Rod - Yeah, I hope those guys have a good sense of humor and don't take us to court.
Joe - Uh, what's the court?
Rod - Never mind that,
Joe - Oh, you mean like the People's Court?
Rod - Well, that's another story; the important thing here is you gotta ask me how I'm gonna get down to the shore.
Joe - Uh, how you gonna get down to the shore?
Rod - Funny you should ask, I've got a car now.
Joe - Oh wow, how'd you get a car?
Rod - Oh my parents drove it up here from the Bahamas.
Joe - You're kidding!
Rod - I must be, the Bahamas are islands, okay, the important thing now, is that you ask me what kind of car I have.
Joe - Uh, what kinda car do ya' got?
Rod - I've got a BITCHIN CAMARO!
4 Comments:
Yo momma is so cross-eyed that yo daddy left her for seein' someone on the side
Did you hear about the baby born with out eye lids? The surgeon actually used the skin from his circumcision to reconstruct them.

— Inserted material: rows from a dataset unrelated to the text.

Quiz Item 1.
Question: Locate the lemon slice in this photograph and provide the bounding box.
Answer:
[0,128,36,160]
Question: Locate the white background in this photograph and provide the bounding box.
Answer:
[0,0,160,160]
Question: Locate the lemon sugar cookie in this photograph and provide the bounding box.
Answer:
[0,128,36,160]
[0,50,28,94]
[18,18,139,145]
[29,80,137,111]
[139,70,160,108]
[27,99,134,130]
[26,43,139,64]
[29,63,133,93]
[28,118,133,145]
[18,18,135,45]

Did it work you may ask? Sure it did, but now he sees a little cock-eyed..
Actually, I'm kidding, yo momma is cool. Me and her, we been together awhile... and we were thinking of putting you out soon.
Yo mamma so fat, her waist size is equator. She puts her belt on witha boomarang.

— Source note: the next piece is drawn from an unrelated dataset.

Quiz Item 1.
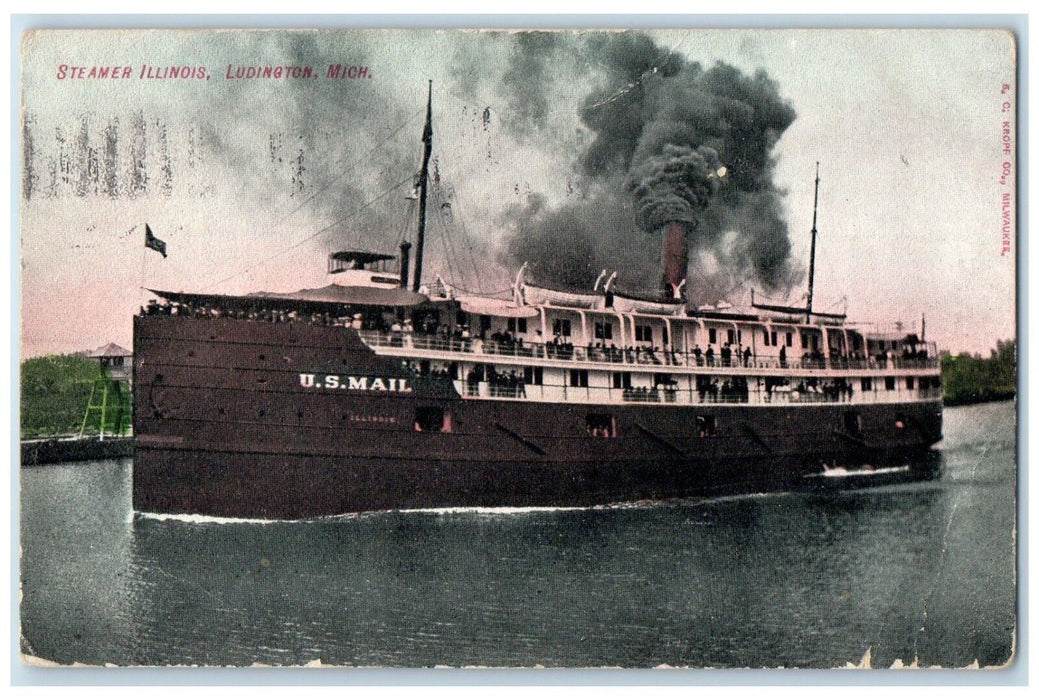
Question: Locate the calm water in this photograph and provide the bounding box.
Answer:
[21,403,1016,668]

I saw her fall once. I tried not to laugh, but the ground sure cracked up!!
She wore a red t shirt last week. All the kids in the neighborhood were chasing her screaming "Hey KOOL-AID"!!
She was in McDonald's last night. When asked for her order, she said "Yes and make it a double, with a diet coke"!!
Did I ever tell you that your mom is hot??!!??